Ich habe eine SMC 800 Schrittmotorenkarte die über den LPT Port angeschlossen ist.
Diese möchte ich jetzt über Java ansteuern.
Da ich noch änfanger auf dem Gebiet bin habe ich keine Ahnung wie ich da anfangen soll.

Hat jemand schon mal so etwas gemacht oder hat jemand eine Idee wie man da anfangen könnte bzw einen Sourcecode den man verwenden könnte.


Gruß Steffen


----------



## Thomas Darimont (29. September 2010)

Hallo,

schau mal hier:
http://www.oracle.com/technetwork/java/index-jsp-141752.html

oder besser hier:
http://www.rxtx.org/

Gruß Tom


----------



## Steven19 (30. September 2010)

Morgen,

Vielen Dank für die schnelle Antwort.
Aber leider kann ich mit den zwei Links nicht viel anfangen.

Wie gesagt ich bin änfanger auf dem Gebiet. 

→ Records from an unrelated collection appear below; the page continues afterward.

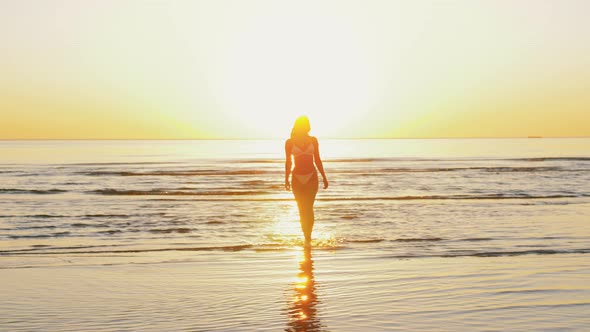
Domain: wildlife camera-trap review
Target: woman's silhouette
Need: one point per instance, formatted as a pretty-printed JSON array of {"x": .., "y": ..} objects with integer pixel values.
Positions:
[{"x": 304, "y": 151}]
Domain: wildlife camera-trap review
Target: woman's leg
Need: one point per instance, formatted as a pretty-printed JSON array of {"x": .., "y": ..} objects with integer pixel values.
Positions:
[{"x": 305, "y": 197}]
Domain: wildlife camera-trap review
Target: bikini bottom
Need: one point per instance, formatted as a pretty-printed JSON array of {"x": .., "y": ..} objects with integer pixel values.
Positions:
[{"x": 305, "y": 184}]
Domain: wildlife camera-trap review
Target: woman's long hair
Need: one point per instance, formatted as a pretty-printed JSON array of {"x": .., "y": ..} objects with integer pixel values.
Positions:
[{"x": 301, "y": 127}]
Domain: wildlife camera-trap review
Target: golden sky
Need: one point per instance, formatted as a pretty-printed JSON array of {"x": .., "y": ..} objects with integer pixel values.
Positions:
[{"x": 246, "y": 68}]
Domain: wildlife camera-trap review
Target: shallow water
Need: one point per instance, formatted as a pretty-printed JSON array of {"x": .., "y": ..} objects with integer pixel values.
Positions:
[{"x": 411, "y": 234}]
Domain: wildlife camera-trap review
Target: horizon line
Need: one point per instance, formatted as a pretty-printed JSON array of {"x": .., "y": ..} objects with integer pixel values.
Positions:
[{"x": 275, "y": 138}]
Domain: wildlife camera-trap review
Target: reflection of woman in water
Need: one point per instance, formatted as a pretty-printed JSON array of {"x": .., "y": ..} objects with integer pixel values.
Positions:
[
  {"x": 305, "y": 151},
  {"x": 302, "y": 309}
]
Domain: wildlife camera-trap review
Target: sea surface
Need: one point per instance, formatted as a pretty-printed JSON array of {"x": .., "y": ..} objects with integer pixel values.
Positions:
[{"x": 425, "y": 234}]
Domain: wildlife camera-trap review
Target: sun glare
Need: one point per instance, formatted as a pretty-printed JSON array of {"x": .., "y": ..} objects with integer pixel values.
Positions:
[{"x": 278, "y": 69}]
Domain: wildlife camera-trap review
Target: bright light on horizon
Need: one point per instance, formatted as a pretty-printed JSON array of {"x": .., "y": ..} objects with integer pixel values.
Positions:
[{"x": 246, "y": 69}]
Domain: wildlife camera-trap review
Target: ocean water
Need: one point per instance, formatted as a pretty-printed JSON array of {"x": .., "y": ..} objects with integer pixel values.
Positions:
[{"x": 398, "y": 217}]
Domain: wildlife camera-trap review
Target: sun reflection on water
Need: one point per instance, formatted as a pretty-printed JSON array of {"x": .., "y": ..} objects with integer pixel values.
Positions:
[
  {"x": 286, "y": 231},
  {"x": 302, "y": 309}
]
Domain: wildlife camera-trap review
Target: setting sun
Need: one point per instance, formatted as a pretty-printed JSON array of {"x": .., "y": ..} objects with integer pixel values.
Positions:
[
  {"x": 276, "y": 69},
  {"x": 246, "y": 69}
]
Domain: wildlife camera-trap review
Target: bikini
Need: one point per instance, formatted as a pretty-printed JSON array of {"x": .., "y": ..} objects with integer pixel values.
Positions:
[{"x": 307, "y": 151}]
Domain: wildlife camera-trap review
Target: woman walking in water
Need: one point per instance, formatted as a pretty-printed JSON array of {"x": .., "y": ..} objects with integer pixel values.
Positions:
[{"x": 305, "y": 152}]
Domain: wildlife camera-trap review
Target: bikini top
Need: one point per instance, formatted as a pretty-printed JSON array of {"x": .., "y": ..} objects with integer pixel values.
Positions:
[{"x": 308, "y": 150}]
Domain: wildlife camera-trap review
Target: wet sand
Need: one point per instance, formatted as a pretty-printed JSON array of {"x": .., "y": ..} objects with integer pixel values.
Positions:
[{"x": 325, "y": 290}]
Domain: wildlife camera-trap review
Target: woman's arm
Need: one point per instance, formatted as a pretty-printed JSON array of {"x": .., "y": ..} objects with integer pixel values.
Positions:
[
  {"x": 288, "y": 163},
  {"x": 318, "y": 161}
]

Bringt es was wenn ich mir ein ISMif-Controllerbox USB kaufe?
http://www.emisgmbh.de/usbismif.htm

Dann kann ich die SMC Karte über die ASCII Steuerbefehle ansprechen.
Aber bringt das mir überhaupt was?
Kann ich in Java die ASCII Steuerbefehle ansprechen?

Gruß Steffen


----------



## genodeftest (4. Oktober 2010)

USB ist mit Java schwer zu handhaben (siehe http://www.tutorials.de/java/367083-usb-einbindung-java.html).
Probier lieber die obigen Tips


----------